I think next, “Deval Patrick, you idiot governor you, I’m going to give you a black eye for even SUGGESTING that the tax exemption on soda and candy be repealed.” I’m not fat. I’m in great shape. I shouldn’t be punished for wanting to drink Coca Cola and eat peanut M&Ms. That’s an average afternoon snack for me. I could take him! 145 pounds of wiry fury right in the kisser. He’d be down in two punches. Screw you, Massachusetts. Let’s knock it out in the ring. If I win, you can keep your proposed tax and give me the money to pay it!
Now I realize that this is not a revolutionary concept by any means. I see it as the modern day equivalent of jousting and dueling. Instead of fighting over the rights to a woman, we are throwing ourselves into the ring to prove a point. To say, “You know what? You’re supposed to represent me. And, you’re doing a shitty job.” Think of the money people would save on therapists and anger management if they could take it out on their government officials. I imagine we’d all get a lot stronger and leaner as well, boxing is a lot of work.
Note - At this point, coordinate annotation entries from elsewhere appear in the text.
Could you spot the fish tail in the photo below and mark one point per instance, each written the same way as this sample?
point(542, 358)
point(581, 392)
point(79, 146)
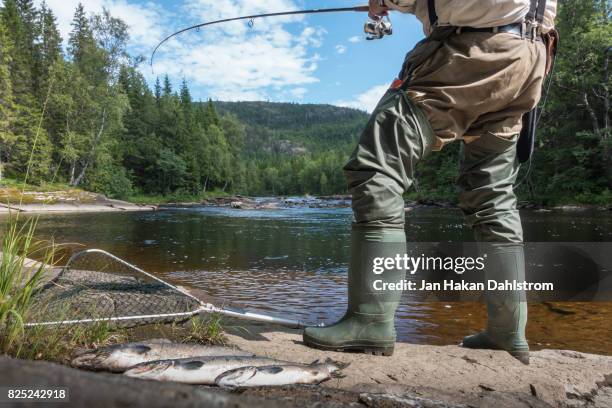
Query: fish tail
point(339, 364)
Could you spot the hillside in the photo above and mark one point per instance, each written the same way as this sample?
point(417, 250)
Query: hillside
point(295, 129)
Potential for violent results really would bring accountability. It would be a bit like a mob rule. I’ve been fascinated with the mob for as long as I can remember. I think it comes from growing up in Massachusetts, where “Where’s Whitey?” was more popular than “Where’s Waldo?” On several occasions I have suggested to people, that we would be better served by a government run by organized crime. See the amazing thing about organized crime is that it’s “ORGANIZED.” If you’re not doing things you shouldn’t be doing, the mob is not going to come after you. And how is giving your local mob faction a cut of your profits any different than paying taxes? At least with the mob you know what you’re getting. They make no pretense about operating in a peaceful, truthful manner. It’s the complete opposite of today’s government - a collection of assholes who want you to believe that they have your interests at heart, while remaining pacifists, and always telling the truth. HA! Right. We all know better. At least, I hope you know better.
In reality, I lean closer and closer to becoming an anarchist every day. I am frightened by what is going on in the world, afar and at home. In general I would say that violence is never an appropriate answer, but you have to admit, watching your 85 year old next door neighbor Doris beat the shit out of Nancy Pelosi would be quite entertaining.